Alignment Research Center (ARC)

The Alignment Research Center is a small non-profit research group based in Berkeley, California, that is working on a systematic and theoretically grounded approach to mechanistically explaining neural network behavior. We are interested in scholars with a strong math background and mathematical maturity. If you'd be excited to work on the research direction described in this blog post – then we'd encourage you to apply!

Apply

View all streams

Stream overview

ARC will be supervising projects that fit into our technical research agenda, which is outlined on our blog. See for example this post.

Most projects will be primarily theoretical in nature. These could involve developing mechanistic estimation algorithms (such for as the expected outputs of MLPs), or coming up with counterexamples to existing algorithm proposals. There are also a variety of high-level theoretical questions about the limits of broad classes of approaches that we are interested in.

A smaller number of projects may also involve some empirical work, such as implementing proposed algorithms to check their performance, or might study more philosophical questions about how our methods could be applied to produced aligned AI systems.

Mentors

Jacob Hilton

Alignment Research Center (ARC)

Researcher

SF Bay Area

—

Interpretability

Jacob Hilton is a researcher at the Alignment Research Center (ARC), a nonprofit working on the theoretical foundations of mechanistic interpretability. He previously worked at OpenAI on reinforcement learning from human feedback, scaling laws and interpretability. His background is in pure mathematics, and he holds a PhD in set theory from the University of Leeds, UK.

Wilson Wu

ARC

Researcher

SF Bay Area

—

Interpretability

Wilson Wu is a researcher at the Alignment Research Center (ARC), which is working on a systematic and theoretically grounded approach to mechanistic interpretability. He has previously worked on alternate approaches to interpretability including compact proofs and applications of singular learning theory.

Victor Lecomte

ARC

Researcher

SF Bay Area

—

Interpretability

Victor Lecomte is a researcher at the Alignment Research Center (ARC), which is working on a systematic and theoretically grounded approach to mechanistic interpretability. He holds a PhD from Stanford University, where he did research in computational complexity and other areas of theoretical computer science before pivoting to AI safety research.

Michael Winer (Mike)

ARC

Researcher

SF Bay Area

—

Interpretability

Mike Winer is a researcher at the Alignment Research Center (ARC), where he studies how mechanistic estimates can beat black-box techniques in toy setups. His background is in statistical physics, where he studies how many objects obeying simple rules can exhibit complex behaviors like magnetism, glassiness, or scoring 87% on GPQA.

Paul Christiano

Center for AI Standards and Innovation

Technical Advisor

—

I am a technical advisor at the Center for AI Standards and Innovation within NIST. I previously ran the Alignment Research Center and the language model alignment team at OpenAI. Before that I received my PhD in statistical learning theory from UC Berkeley.

You may be interested in my writing about alignment, my blog, my academic publications, or fun and games.

Mentorship style

Scholars will work out of ARC's offices in Berkeley. Each scholar will meet with their mentor at least once a week for an hour, though 2-3 hours per week is not uncommon. Besides time with their official mentor, scholars will likely spend time working in collaboration with other researchers; a typical scholar will likely spend about 25% of their time actively collaborating or learning about others' research.

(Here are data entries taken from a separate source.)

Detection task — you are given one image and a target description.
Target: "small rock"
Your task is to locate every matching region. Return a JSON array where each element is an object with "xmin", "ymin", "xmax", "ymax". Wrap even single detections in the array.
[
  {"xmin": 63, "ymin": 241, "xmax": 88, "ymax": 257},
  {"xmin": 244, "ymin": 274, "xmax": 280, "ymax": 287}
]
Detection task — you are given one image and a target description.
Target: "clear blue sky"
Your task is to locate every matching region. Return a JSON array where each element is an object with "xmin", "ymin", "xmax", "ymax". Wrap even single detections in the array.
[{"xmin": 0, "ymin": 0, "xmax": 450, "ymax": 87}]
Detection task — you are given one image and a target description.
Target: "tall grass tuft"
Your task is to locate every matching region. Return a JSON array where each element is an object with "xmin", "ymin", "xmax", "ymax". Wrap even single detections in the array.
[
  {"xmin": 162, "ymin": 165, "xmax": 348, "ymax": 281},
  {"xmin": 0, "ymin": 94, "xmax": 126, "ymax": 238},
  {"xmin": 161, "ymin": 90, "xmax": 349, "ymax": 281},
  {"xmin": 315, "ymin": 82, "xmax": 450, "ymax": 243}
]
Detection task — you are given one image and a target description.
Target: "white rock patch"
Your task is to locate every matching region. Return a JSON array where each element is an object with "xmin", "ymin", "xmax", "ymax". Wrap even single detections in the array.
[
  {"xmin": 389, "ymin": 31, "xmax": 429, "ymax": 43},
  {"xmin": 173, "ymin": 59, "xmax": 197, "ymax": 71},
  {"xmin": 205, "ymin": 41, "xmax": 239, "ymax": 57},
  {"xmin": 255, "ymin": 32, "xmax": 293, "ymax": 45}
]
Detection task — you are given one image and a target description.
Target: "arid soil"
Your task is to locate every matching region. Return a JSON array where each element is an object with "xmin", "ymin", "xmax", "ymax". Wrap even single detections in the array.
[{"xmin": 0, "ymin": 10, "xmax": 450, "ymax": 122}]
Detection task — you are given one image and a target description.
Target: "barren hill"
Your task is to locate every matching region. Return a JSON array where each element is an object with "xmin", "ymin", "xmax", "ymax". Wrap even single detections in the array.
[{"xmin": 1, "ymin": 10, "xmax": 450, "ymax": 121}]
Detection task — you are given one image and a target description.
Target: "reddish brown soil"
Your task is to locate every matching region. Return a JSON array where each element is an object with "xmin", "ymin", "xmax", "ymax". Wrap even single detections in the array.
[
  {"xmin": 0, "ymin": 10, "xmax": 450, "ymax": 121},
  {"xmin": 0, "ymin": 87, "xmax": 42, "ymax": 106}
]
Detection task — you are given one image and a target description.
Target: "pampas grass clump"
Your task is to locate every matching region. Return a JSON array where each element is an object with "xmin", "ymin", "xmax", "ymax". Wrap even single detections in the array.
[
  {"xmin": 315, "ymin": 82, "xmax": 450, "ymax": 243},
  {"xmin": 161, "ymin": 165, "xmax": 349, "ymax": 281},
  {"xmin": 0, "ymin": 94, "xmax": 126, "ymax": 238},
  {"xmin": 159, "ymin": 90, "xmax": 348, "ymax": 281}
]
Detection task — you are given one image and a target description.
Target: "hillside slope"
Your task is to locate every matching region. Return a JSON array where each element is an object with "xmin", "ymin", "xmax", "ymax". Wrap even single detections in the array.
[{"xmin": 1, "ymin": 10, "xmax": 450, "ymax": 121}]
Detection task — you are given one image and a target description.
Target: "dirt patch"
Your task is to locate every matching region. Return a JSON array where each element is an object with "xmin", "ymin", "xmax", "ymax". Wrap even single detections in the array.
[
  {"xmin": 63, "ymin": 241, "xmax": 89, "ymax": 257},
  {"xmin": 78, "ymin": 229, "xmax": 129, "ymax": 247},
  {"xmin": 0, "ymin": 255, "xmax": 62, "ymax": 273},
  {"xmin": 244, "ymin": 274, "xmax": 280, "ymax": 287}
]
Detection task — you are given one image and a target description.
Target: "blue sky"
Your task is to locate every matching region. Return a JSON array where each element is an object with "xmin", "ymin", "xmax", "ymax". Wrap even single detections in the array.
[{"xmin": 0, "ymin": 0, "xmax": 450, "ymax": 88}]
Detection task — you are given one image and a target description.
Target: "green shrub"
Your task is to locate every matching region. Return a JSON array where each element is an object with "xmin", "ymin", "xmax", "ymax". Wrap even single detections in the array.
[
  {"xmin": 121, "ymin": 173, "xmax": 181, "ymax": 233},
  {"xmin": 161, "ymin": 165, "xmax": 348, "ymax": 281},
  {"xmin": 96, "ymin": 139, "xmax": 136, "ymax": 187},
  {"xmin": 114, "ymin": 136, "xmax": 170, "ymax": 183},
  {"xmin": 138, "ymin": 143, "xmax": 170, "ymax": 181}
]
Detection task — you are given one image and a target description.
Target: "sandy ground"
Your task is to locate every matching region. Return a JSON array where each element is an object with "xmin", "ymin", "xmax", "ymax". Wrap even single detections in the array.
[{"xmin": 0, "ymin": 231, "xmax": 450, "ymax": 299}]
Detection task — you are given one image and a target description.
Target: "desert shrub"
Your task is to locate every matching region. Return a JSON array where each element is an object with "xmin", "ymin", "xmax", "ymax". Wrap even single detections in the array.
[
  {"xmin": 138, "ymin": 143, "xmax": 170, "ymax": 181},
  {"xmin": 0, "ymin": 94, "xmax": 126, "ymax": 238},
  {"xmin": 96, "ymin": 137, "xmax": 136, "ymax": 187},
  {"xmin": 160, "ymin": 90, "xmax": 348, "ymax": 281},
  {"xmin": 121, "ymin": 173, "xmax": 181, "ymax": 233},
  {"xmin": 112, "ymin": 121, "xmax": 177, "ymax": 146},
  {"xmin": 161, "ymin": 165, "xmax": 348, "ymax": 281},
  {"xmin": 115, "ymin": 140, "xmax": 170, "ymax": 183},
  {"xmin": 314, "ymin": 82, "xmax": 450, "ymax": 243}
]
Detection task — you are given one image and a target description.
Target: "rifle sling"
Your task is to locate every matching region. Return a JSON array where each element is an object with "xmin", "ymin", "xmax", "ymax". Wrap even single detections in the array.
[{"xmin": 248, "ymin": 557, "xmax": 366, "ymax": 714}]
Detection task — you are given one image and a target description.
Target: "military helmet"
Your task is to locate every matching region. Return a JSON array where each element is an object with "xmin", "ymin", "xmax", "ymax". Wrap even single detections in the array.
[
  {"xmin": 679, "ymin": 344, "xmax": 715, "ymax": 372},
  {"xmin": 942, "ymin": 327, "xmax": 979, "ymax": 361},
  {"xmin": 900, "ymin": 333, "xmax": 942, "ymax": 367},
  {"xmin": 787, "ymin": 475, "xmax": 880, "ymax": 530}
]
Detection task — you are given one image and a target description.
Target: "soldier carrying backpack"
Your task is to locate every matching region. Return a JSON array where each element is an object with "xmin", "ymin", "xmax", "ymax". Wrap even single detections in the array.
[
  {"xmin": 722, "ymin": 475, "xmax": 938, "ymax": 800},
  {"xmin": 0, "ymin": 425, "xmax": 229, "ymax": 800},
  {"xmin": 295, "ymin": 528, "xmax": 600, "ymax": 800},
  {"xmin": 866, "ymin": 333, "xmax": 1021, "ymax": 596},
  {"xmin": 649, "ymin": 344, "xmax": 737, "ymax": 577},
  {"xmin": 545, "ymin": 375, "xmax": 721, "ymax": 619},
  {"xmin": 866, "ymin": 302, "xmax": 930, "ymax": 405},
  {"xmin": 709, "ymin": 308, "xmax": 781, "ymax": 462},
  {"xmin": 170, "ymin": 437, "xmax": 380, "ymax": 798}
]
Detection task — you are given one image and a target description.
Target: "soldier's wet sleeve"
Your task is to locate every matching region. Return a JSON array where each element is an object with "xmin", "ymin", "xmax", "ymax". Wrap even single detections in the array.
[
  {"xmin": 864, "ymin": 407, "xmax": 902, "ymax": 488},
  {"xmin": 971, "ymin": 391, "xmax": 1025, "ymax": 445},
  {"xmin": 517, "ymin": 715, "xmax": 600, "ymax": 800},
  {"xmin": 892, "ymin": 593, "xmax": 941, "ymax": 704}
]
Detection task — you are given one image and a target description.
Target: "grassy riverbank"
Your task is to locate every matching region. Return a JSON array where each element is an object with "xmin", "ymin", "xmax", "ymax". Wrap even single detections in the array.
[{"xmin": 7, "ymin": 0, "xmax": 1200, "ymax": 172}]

Fellows we are looking for

Essential:

Mathematical maturity and a math, physics or computer science background at the level of a strong undergraduate at a top-20 university.
Good at communicating about technical topics.
Interest in engaging with ARC's higher-level research agenda.
Potentially interested in joining ARC full-time by September 2027.

Preferred:

Ability to do productive research in the absence of formal problem statements.
Open to working at ARC from our office in Berkeley.

Optional extras:

Background in ML theory and/or theoretical CS.
Basic ML engineering experience, such as running experiments on small neural nets.

Scholars are encouraged to collaborate with anyone at ARC, including full-time researchers and other scholars/visiting researchers. Scholars are also welcome to collaborate with researchers outside of ARC, and are encouraged to do so when outside researchers have expertise that we could benefit from.

Project selection

Each scholar will be paired with the mentor that best suits their skills and interests. The mentor will discuss potential projects with the scholar, and they will decide what project makes the most sense, based on ARC's research goals and the scholar's preferences.

Most scholars will work on multiple projects over the course of their time at ARC, and some scholars will work with multiple mentors.